Many Filipinos fight the battle against stigma and discrimination of being labeled as a hepatitis B virus carrier. Dr. Jun Ruiz, our regular contributing editor, and his gatroenterologist/hepatologist colleague at The Medical City, Dr. Janus Ong, as well as our assistant editor, Mylene Orillo, write the cover stories for this issue to provide updates in the treatment and prevention of this prevalent disease; and how we can fight discrimination in the workplace. (pg 28)
In his column, former Sen. Edgardo Angara, writes an insightful commentary on the relationship between nutrition and child development, a major problem which our government must address. He cites research findings that poor nutrition causes “toxic stress” due to a high level of cortisol, which subsequently impairs the child’s brain development and his/her capacity for impulse control, emotional regulation, error processing, and healthy metabolic functioning. (pg 20)

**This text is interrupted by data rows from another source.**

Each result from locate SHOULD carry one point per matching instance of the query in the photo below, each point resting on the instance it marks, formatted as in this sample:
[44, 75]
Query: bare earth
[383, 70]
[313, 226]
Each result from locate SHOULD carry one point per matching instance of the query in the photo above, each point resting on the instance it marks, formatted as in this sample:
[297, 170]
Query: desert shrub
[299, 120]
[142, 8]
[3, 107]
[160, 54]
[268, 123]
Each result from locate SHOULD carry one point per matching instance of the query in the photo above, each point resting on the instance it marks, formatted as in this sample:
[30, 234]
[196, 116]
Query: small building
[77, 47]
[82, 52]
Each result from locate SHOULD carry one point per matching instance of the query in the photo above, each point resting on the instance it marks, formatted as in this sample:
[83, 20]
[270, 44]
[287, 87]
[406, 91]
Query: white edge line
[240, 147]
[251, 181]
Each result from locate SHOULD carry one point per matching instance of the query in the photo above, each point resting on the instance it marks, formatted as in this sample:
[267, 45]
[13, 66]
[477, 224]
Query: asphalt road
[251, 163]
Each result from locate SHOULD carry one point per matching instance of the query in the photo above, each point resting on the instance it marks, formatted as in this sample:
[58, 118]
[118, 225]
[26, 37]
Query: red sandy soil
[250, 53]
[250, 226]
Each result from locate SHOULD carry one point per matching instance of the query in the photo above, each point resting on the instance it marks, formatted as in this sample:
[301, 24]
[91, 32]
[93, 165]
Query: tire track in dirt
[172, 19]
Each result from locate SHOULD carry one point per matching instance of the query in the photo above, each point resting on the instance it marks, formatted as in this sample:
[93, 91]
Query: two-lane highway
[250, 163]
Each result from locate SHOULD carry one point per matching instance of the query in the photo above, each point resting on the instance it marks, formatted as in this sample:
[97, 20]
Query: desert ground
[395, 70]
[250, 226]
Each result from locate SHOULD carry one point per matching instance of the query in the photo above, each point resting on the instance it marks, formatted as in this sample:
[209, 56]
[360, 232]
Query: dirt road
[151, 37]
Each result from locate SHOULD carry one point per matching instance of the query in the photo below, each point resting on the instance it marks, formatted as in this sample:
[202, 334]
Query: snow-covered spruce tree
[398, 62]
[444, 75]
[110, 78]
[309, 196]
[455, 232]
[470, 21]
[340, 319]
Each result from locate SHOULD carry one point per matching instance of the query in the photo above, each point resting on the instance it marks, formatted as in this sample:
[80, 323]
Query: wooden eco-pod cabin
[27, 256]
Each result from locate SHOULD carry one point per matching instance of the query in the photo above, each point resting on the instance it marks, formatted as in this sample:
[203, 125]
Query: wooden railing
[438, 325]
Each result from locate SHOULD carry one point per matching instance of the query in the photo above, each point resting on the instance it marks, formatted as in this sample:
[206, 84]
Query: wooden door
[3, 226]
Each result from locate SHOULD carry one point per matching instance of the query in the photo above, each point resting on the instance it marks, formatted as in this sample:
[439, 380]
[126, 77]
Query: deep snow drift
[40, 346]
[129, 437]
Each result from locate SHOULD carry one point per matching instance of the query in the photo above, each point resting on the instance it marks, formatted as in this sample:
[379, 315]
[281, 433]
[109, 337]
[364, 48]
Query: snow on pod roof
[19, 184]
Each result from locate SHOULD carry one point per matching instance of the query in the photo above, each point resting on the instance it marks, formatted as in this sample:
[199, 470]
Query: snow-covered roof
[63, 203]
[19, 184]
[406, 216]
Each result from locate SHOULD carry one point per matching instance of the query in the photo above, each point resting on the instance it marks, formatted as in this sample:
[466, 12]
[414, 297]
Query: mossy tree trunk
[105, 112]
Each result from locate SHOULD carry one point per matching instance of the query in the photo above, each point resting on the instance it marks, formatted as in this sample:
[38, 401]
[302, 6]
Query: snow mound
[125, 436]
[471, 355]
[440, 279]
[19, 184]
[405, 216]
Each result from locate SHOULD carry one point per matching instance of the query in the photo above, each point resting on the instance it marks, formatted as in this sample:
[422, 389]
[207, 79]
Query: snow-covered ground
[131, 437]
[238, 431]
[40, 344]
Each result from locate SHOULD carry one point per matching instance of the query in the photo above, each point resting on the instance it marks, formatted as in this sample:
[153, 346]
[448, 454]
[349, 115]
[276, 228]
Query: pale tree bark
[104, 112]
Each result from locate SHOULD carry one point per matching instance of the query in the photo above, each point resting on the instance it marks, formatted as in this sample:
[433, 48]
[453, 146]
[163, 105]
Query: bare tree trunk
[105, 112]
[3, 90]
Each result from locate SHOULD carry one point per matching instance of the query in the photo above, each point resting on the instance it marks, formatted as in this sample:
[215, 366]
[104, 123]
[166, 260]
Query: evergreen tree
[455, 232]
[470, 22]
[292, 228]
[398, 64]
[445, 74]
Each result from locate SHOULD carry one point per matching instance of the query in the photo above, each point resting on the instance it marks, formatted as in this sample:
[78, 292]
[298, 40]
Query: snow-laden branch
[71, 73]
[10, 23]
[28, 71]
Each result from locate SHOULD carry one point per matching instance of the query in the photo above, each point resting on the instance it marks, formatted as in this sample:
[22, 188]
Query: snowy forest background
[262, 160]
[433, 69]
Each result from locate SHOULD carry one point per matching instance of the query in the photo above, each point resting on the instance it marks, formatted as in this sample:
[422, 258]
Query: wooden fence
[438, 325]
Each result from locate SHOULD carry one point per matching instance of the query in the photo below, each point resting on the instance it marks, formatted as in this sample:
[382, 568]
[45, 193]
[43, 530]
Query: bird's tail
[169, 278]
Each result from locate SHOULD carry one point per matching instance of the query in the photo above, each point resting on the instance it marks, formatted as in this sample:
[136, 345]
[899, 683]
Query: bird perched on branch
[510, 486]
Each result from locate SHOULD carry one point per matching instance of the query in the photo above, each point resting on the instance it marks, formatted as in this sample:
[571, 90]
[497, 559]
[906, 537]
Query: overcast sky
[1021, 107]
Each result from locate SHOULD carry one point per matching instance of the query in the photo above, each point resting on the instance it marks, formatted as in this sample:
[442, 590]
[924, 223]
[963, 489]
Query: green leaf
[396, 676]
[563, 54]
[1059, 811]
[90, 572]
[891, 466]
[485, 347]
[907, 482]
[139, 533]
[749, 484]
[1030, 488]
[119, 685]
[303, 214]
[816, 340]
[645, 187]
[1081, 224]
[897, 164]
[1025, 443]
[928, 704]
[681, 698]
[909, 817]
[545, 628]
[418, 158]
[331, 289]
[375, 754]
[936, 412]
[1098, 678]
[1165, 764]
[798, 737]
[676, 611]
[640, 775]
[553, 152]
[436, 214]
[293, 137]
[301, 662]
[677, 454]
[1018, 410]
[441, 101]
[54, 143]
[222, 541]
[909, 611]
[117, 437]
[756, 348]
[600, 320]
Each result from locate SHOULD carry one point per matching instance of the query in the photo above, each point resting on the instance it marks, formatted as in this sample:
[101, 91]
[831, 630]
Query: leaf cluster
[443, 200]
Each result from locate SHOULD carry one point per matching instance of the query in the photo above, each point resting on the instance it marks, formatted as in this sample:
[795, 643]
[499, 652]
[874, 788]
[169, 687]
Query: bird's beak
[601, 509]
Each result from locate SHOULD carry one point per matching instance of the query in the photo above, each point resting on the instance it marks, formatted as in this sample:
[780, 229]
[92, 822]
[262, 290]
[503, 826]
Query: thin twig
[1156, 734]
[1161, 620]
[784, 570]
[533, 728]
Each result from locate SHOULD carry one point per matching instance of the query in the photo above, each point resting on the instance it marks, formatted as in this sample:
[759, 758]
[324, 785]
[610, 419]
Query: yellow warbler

Dr. Ramon Abarquez, Jr., writes another thought-provoking analysis on the factors that accelerate the development of vascular aging and arterial stiffening, which are generally a source for concern for hypertensive patients. He associates these though with adverse growth patterns in early postnatal life, as influenced by birth weight and age of gestation. (pg 21)
We’ve always known that crossing time zones during long-haul travels can be stressful to our bodies. Our US-based columnist, Ed Susman, files a report on the risk posed on diabetics with these long-haul travels, particularly the risk of hypoglycemia due to failure to adjust insulin dosage. He gives us some updates discussed during the recently annual meeting of the American Association of Clinical Endocrinologists (AACE). (pg 22)
Dr. Ronnie Baticulon, our neurosurgeon-columnist, who has just returned from a year of training in Australia, can’t help but lament at the great disparity in health care between our country and the socially progressive country down under. He poignantly declares that “one does not deserve to die a needless death, just because you happened to be poor and Filipino at the same time.” (pg 52)
Dr. Malaya Santos takes us on a food trip, stressing though that we should maintain our “balance sheet” of calories if we want to maintain a healthy weight. (pg 46)
Varying weather conditions can impact the public’s health, and the pendulum-like swinging of the weather—from hot and humid, to wet and floody—can cause a rise in many infections and blood-borne diseases. Henrylito Tacio gives us the not so cool flipside of El Niño–La Niña, and its attendant health problems. (pg 32)
On the lighter side, our Off Duty columnist, Monical Verallo, takes us on a melancholic trip reminding us of the glory of Escolta, which was once the place to go to and be seen at, in the heart of Manila. She writes about the ongoing efforts to revive Escolta, and the plan to reconfigure it as a different shopping destination in this modern age. (pg 48)
And as usual, we can never put to the printing bed any issue of H&L without the Last Call column of Dr. Saturnino ‘Bong’ Javier, who engrosses our interest this time with his witty commentary on the unique form of terrorism every traveler is confronted with in our local airports—the ‘Tanim-Bala’ threat, which can cause a lot of misery and anguish on the hapless victim. (pg 60)
We hope you enjoy reading these and many more interesting articles in this issue of H&L.